A ceremony literally without Hart

Boy, you really don’t know what you have until it’s gone. As we sat there watching yet another televised Academy Awards ceremony (again? already? man, these things seem to come around almost as often as Christmas), we all felt it. Something was missing. We were used to the guiding presence that got us through the evening. Someone who could be our eyes and ears for the night. It was just so strange that presenters and winners came and went with no unifying presence, no reassuring face to give continuity to the proceedings.

But enough about Meryl Streep.

But seriously, where was she anyway? Didn’t I mention just last year that that, now that Jack Nicholson doesn’t turn up at these things anymore, she is the one we look to in order to know how to react?

Okay, forget Meryl. Let’s talk instead about the whole no-host thing. Has the Academy finally figured out what FM radio stations figured out way back in the 1980s? That it was actually cheaper and more efficient not to have DJs? Just use computers and engineers to keep the songs playing because nobody really wants to hear all the chatter in between anyway. Is this the wave of the future for awards shows? And when will network newscast programs finally wise up to this?

Actually, the host was missed. Imagine what the night would have been with Kevin Hart doing a monolog and quipping during the evening. For one thing, it would have been longer, but it might also have been more entertaining. Was this not the dullest awards show ever? I think it’s official now. The Oscars are now basically an overlong annual infomercial, and to make sure there is no doubt of this, poor Laura Dern was trotted out to do an actual commercial for the Academy’s long-trouble-plagued new museum. Winners were not only “played off” by music brutally in some cases, their mike was cut to keep them from talking over the music. I mean what can you say about an evening where the most-talked-about line seemed to be: “I can’t believe a film about menstruation just won an Oscar!”

In fairness, things got off to a rollicking start with a performance by Queen (with Adam Lambert filling in for the late Freddie Mercury) that actually kind of hit the right tone for the evening. This was later nailed down when Mike Myers and Dana Carvey paid tribute to their own tribute to Queen way back in 1992 in Wayne’s World, thereby reminding us that Saturday Night Live at one time actually earned its cultural cachet. There were other good moments. Olivia Colman’s emodiment of gobsmacked was just as charming here as it was at the BAFTAs. Awkwafina and John Mulaney were so hilarious and appealing as they presented—actually I don’t even remember what awards they presented and it doesn’t matter anyway—that they made everyone else look pretty bad by comparison. Maybe the spirit of the evening was best represented by (who else?) Frances McDormand. Did I mention that I am a huge fan? I love her for refusing to load herself with makeup for these things and for touches like, as she did last night, wearing Birkenstocks with her designer gown. Co-presenter Sam Rockwell invited her to say something and, in an apparently planned gag, she pointedly kept lip zipped as if it were a hand grenade from which she dared not pull the pin. That was it. Boy, talk about the ultimate bait-and-switch. We got to see McDormand but not hear her.

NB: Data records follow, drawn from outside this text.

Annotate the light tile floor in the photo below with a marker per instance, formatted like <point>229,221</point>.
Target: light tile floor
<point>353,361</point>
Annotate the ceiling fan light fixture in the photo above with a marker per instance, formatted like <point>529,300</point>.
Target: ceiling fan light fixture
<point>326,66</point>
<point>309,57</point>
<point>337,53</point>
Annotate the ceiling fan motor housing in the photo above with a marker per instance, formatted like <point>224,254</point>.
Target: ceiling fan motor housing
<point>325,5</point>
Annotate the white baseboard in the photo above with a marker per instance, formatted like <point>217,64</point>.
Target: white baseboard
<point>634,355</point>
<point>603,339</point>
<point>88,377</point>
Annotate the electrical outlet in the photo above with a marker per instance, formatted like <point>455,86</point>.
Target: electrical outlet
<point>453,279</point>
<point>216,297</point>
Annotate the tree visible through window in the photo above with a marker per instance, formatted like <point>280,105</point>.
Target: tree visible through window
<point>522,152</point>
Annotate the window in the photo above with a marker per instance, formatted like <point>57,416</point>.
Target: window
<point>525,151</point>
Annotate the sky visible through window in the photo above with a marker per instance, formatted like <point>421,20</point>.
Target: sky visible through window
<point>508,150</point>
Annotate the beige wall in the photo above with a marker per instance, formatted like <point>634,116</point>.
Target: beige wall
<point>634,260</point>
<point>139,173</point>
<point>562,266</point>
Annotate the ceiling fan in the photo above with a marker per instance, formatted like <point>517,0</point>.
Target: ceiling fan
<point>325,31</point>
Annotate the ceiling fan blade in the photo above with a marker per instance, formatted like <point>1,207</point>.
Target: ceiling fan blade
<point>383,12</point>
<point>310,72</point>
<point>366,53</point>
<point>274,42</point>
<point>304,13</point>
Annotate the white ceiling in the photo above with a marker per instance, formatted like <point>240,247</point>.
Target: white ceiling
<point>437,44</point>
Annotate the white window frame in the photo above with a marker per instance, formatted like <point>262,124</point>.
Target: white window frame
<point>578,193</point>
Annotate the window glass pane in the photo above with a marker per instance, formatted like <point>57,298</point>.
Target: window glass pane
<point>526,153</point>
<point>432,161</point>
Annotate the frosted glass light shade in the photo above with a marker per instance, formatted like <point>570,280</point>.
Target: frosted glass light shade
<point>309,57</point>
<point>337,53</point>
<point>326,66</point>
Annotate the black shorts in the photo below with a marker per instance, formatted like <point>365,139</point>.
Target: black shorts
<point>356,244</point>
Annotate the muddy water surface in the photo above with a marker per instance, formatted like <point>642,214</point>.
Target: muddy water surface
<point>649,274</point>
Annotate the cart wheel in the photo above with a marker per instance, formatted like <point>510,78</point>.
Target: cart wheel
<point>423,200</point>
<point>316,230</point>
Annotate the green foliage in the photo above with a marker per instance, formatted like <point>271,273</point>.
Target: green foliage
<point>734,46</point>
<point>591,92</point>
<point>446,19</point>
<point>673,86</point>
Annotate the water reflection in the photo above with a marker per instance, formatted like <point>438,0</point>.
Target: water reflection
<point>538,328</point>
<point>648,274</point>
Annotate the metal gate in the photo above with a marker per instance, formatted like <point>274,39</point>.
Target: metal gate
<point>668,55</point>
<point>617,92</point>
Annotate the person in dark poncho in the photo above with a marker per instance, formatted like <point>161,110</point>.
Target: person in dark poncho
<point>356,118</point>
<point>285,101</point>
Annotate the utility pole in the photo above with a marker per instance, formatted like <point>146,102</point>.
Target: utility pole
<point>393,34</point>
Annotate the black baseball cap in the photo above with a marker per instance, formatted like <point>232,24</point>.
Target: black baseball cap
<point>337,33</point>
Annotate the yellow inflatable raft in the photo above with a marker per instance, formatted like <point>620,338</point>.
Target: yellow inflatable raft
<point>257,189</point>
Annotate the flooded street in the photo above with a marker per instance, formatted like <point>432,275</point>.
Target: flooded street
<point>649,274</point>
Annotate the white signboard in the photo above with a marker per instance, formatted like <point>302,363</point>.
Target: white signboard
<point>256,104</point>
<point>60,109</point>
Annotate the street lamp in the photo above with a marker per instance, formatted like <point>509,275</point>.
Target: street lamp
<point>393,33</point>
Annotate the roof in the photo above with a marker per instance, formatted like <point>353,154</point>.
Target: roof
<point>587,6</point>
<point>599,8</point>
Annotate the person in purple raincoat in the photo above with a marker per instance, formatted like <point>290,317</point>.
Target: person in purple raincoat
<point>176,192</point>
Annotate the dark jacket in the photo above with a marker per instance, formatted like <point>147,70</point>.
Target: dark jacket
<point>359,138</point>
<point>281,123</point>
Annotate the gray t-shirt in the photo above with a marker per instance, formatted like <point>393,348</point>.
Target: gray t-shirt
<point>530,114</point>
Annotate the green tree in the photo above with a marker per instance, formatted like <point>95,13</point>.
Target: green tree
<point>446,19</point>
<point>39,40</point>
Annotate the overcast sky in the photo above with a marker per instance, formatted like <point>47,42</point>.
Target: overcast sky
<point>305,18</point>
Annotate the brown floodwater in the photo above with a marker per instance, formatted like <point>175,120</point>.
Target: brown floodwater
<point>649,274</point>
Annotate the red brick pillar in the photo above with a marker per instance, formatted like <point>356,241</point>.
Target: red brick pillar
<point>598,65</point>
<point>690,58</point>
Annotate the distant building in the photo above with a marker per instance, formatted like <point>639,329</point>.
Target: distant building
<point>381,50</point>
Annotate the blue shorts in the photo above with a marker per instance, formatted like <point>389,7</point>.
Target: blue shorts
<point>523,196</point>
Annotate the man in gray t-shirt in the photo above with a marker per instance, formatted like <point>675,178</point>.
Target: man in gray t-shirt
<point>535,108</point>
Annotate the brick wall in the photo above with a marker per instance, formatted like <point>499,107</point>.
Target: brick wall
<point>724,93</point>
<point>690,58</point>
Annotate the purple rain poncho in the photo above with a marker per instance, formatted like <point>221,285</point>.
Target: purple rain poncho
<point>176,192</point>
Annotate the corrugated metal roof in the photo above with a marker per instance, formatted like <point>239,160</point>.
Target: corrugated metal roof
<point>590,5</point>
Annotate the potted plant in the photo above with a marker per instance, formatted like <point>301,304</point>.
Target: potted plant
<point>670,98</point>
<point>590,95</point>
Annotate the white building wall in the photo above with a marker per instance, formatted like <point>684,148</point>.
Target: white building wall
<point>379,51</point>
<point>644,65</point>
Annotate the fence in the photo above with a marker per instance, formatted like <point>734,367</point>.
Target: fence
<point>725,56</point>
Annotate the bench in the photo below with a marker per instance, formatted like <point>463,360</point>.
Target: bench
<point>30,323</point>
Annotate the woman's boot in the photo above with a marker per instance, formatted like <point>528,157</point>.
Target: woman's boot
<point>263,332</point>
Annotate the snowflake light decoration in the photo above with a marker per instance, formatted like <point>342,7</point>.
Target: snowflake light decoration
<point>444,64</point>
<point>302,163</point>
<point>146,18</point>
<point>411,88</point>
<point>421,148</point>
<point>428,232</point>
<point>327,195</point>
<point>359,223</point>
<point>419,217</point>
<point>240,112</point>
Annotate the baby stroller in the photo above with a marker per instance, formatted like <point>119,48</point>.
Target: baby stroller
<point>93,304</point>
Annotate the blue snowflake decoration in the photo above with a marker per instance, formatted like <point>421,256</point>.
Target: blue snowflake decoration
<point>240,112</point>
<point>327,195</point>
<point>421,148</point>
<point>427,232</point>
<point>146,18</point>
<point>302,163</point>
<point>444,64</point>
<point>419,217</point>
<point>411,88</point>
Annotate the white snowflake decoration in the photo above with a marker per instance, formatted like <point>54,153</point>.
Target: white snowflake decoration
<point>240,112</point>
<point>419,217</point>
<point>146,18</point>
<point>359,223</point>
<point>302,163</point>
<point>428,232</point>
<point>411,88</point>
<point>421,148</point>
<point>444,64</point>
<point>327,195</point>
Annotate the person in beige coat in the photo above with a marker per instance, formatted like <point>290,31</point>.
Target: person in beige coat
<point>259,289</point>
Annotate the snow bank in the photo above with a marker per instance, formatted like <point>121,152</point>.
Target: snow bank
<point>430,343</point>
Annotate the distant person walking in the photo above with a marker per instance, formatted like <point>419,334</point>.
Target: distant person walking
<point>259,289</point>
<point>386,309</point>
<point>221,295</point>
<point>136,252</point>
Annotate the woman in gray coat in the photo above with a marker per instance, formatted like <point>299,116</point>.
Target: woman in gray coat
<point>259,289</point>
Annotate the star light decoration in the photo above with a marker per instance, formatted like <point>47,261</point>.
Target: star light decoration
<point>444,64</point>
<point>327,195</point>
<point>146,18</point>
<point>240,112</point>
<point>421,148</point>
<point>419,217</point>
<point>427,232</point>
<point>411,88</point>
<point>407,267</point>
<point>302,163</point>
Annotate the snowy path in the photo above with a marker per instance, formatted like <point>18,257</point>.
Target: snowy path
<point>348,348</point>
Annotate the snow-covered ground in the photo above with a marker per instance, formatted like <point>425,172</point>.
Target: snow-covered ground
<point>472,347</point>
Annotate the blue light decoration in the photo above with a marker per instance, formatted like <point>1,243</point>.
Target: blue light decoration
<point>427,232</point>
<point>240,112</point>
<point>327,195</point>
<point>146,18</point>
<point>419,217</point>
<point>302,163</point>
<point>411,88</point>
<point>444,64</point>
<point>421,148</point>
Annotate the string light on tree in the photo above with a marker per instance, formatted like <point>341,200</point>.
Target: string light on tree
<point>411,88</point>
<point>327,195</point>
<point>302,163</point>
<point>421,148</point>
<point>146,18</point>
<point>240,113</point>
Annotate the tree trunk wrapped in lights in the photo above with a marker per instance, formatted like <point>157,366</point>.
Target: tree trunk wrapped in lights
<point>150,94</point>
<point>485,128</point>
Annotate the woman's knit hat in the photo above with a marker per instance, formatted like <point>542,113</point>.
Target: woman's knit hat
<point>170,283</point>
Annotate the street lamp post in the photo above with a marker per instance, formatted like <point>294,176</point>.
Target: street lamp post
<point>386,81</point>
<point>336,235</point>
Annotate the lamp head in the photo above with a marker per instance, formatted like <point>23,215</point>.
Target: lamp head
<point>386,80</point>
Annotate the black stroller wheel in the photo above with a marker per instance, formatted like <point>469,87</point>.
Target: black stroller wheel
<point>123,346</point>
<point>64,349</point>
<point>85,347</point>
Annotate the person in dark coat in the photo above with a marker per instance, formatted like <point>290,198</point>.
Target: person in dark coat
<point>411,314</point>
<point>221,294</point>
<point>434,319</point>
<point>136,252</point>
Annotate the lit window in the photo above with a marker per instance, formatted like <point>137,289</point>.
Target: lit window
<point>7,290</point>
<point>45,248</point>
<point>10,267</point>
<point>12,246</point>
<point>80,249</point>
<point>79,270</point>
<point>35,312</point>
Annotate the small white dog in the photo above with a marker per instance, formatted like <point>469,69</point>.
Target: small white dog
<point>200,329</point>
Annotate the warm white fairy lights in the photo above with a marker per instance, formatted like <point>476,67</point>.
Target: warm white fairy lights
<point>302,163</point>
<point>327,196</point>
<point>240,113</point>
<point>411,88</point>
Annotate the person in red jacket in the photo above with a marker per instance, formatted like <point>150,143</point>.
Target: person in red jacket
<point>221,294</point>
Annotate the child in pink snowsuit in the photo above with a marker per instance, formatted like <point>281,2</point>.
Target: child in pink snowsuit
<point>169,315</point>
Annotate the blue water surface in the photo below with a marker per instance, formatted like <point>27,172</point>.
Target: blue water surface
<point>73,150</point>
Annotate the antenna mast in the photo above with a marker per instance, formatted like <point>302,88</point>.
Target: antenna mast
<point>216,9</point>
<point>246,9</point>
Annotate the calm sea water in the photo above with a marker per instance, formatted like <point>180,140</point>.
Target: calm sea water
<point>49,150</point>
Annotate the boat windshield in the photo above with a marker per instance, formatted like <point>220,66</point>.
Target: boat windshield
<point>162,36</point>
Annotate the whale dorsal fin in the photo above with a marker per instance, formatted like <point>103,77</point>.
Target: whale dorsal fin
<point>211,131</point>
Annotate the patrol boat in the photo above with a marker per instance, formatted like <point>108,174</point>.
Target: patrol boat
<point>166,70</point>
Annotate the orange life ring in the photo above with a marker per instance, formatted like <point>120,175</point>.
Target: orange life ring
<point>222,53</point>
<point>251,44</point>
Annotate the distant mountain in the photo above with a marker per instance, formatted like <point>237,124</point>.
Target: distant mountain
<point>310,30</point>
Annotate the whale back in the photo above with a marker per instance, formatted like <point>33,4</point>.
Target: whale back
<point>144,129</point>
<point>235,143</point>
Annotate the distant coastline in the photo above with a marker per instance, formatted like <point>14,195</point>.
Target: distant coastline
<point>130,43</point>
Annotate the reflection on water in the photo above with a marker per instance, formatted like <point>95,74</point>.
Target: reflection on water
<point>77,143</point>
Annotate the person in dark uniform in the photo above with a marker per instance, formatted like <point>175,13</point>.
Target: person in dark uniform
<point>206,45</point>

Even the fact that many awards did not go according to the bookmakers’ odds (you can get an indication of this from my even-more-dismal-than-usual awards predictions) did not goose any excitement.

There were a couple of strange teaser moments. When Rami Malek concluded his nicely heartfelt acceptance speech by turning to his co-star and girlfriend Lucy Boynton, everyone thought he was going to propose. Nope. Later when Lady Gaga and Bradley Cooper sang the nominated song “Shallow,” their lips came tantalizingly close in what may have been some kind of weird homage to the will-they-or-won’t-they turn by Catherine O’Hara and Eugene Levy with the song “A Kiss at the End of the Rainbow” from A Mighty Wind. Frankly, it felt kind of creepy to me.

So, if the Oscar telecast is now nothing more than a mere marketing exercise, I suppose the most disappointing thing about it is that it is not even good marketing. At one time it was all about selling the public a world of fantasy and escape. Now it feels like a series of lectures and reproaches. They used to emphasize the billions of people watching worldwide. Now they seem to focus entirely on the beautiful and woke people in the venue—the ones allowed in because they weren’t tripped up by a litmus test.

Maybe we are just being punished because somebody forgot to nominate Meryl Streep for something this year.